Из глаз Вероники ползли длинные слезы.
– За что вы меня ненавидите? – спросила она. – Что я вам сделала? Вы сами не приняли моей любви, отказались от жалости… Вы просто злой, нехороший, вы очень плохой человек, Андрей Казимирович.
– Вероника! Если еще осталось у вас хоть несколько капель жалости, уйдите, прошу вас, умоляю, уйдите, оставьте меня одного.
Она вышла, согнувшись. Тогда я расстегнул рубашку и сунул графин за пазуху – горлышком вниз.
4
Беготня и суматоха в природе. Все в нервозе. Торопливо лезут листья. Отрывисто поют воробьи. Дети спешат на экзамены в школы и в техникумы. Голоса нянек на дворе визгливы, истеричны. И воздух – с душком. Повсюду – в небольшой дозировке – растворен запах Кострицкой. Даже кактусы на подоконнике по утрам пахнут лимоном. Не забыть – перед отъездом кактусы подарить Веронике.

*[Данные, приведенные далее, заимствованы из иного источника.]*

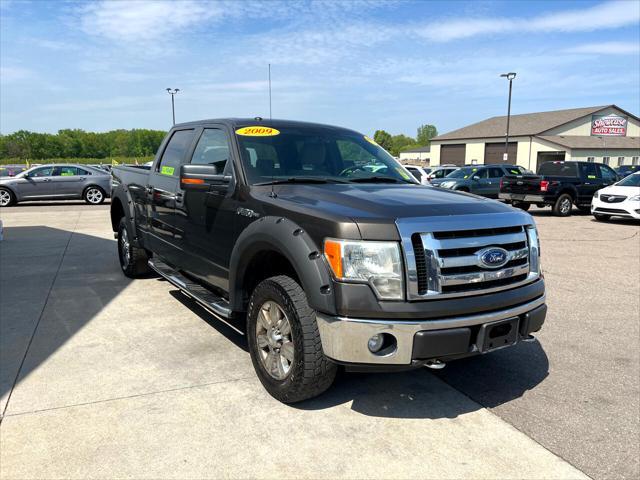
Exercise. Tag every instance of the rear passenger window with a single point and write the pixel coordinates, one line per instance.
(67, 171)
(589, 170)
(212, 149)
(496, 173)
(174, 154)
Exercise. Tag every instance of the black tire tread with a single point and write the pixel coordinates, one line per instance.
(84, 194)
(11, 194)
(318, 372)
(556, 205)
(138, 265)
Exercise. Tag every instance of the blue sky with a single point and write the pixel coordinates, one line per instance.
(362, 64)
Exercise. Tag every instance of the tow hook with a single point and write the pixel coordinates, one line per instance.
(435, 364)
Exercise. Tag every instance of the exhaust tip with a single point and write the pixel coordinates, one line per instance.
(435, 364)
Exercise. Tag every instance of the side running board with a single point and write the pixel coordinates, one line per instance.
(213, 303)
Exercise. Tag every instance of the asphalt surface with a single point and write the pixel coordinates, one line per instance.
(104, 377)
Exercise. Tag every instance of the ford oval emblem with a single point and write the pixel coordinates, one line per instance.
(493, 257)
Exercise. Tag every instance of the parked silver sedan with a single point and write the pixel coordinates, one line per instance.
(56, 182)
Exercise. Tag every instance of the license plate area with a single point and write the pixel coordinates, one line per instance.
(499, 334)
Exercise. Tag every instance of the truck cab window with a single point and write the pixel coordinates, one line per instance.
(212, 149)
(608, 175)
(174, 154)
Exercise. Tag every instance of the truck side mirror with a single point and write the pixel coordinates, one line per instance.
(201, 177)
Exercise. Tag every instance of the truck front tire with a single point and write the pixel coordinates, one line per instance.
(284, 342)
(563, 205)
(133, 260)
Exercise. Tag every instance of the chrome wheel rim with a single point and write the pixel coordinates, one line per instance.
(274, 340)
(125, 253)
(94, 195)
(5, 198)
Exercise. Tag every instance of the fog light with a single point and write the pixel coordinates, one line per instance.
(375, 343)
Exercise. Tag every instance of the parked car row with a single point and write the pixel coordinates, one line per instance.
(589, 186)
(56, 182)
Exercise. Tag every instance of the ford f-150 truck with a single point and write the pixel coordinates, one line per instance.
(558, 184)
(324, 250)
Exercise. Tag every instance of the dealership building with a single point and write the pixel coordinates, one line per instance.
(604, 134)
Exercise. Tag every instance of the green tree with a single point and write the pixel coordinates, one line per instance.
(383, 139)
(425, 134)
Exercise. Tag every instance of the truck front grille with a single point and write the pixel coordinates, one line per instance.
(448, 263)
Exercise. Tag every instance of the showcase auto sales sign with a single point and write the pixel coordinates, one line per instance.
(610, 125)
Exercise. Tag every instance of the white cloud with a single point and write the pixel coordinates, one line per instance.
(145, 20)
(606, 48)
(603, 16)
(14, 74)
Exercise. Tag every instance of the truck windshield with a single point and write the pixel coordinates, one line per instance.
(630, 181)
(463, 173)
(297, 154)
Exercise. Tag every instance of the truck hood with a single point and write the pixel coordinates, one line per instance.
(382, 203)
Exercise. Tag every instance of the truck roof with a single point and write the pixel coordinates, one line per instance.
(243, 122)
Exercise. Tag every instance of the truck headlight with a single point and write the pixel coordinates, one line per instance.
(377, 263)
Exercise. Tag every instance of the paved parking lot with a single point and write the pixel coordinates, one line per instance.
(103, 377)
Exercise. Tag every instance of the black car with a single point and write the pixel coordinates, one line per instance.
(624, 170)
(326, 252)
(560, 185)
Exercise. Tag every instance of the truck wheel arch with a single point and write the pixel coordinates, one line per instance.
(286, 239)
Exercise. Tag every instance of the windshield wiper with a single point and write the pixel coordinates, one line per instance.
(316, 180)
(376, 180)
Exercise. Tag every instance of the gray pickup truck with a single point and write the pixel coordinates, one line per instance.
(326, 252)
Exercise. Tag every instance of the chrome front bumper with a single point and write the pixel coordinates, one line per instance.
(345, 339)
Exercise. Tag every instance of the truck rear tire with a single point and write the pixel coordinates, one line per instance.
(133, 260)
(563, 205)
(284, 342)
(7, 198)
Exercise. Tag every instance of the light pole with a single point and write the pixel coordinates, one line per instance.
(173, 92)
(509, 76)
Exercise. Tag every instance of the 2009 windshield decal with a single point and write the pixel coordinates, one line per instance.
(257, 131)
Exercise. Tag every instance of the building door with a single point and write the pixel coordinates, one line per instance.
(494, 153)
(452, 154)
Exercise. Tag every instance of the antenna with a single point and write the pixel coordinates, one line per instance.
(270, 92)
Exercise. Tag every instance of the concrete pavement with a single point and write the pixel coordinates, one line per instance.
(131, 379)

Боюсь, последняя болезнь меня доконала. Она не только сломила тело, но искалечила душу. Странные желания порой посещают меня. То тянет в кино. То хочется сыграть в шашки с мужем Вероники Григорьевны. Говорят, он отлично играет в шашки и шахматы.
Перечел свои записки и остался недоволен. Здесь в каждой фразе – влияние чужеродной среды. Кому нужна эта болтовня на местном диалекте? Не забыть и сжечь перед отъездом. Ведь людям я не собираюсь показывать. А наши все равно не прочтут и ничего обо мне не узнают. Наши и не залетят никогда в такую несусветную даль, в такую дичь.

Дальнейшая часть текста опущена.